Notably, the National Science Foundation, which is sponsoring the survey, already has a “Physics of Living Systems” program that funds research at scales ranging from single-cell dynamics to the collective behavior of animal populations. However, the study’s statement of task does not define its scope based on that program. It more generally instructs the committee to consider ways NSF and other funding agencies could “overcome traditional boundaries” to support research on the physics of living systems.

Committee members have made clear though that the survey is not intended to cover the field of biophysics as it has generally been defined.

Asked to comment on the difference between the fields, Bialek noted that the study’s title refers jointly to “biological physics/physics of living systems,” which he said suggested that “even the people who are asking for advice are a little unsure about how to describe this enterprise.”

He also contrasted the types of research that are presented at meetings of the Biophysical Society versus those of the American Physical Society Division on Biological Physics. “I think many of us find fantastically interesting things in both programs, but if you look statistically, you’ll see that those are very different cross sections through or rather different pieces of the field,” he said.

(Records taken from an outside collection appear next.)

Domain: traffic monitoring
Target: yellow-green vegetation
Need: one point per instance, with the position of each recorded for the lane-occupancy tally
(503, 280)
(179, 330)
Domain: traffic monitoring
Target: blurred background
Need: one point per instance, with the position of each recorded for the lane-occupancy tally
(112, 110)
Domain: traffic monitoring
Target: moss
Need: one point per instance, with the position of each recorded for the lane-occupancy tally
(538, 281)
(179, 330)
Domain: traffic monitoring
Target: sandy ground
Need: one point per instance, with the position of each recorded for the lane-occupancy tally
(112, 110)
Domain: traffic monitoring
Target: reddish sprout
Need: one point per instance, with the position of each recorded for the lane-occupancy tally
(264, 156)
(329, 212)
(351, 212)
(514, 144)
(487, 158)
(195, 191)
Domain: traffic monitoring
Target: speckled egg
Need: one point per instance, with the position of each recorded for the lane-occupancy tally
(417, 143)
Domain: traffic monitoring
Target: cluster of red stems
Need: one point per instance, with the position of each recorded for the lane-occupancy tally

Speaking broadly about the evolution of the relationship between physics and biology, he said that around the turn of this century, “it became clear that if you came from the physics community and were interested in the phenomena of the living world, then you could still be a physicist, as judged by your physics colleagues. And so there is a distinction between biophysics as a branch of biology and the physics of biological systems or the physics of living systems as a branch of physics, and we are in a very deliberate sense charged with studying the latter.”

Another committee member, cell biologist Clare Waterman, offered a related explanation at a different meeting of the panel last month.

“I think a major issue that we’re dealing with is that the physics of living systems is not currently represented by any professional society, maybe a subgroup of the APS, but the Biophysical Society meeting is already well funded, well represented science,” she said.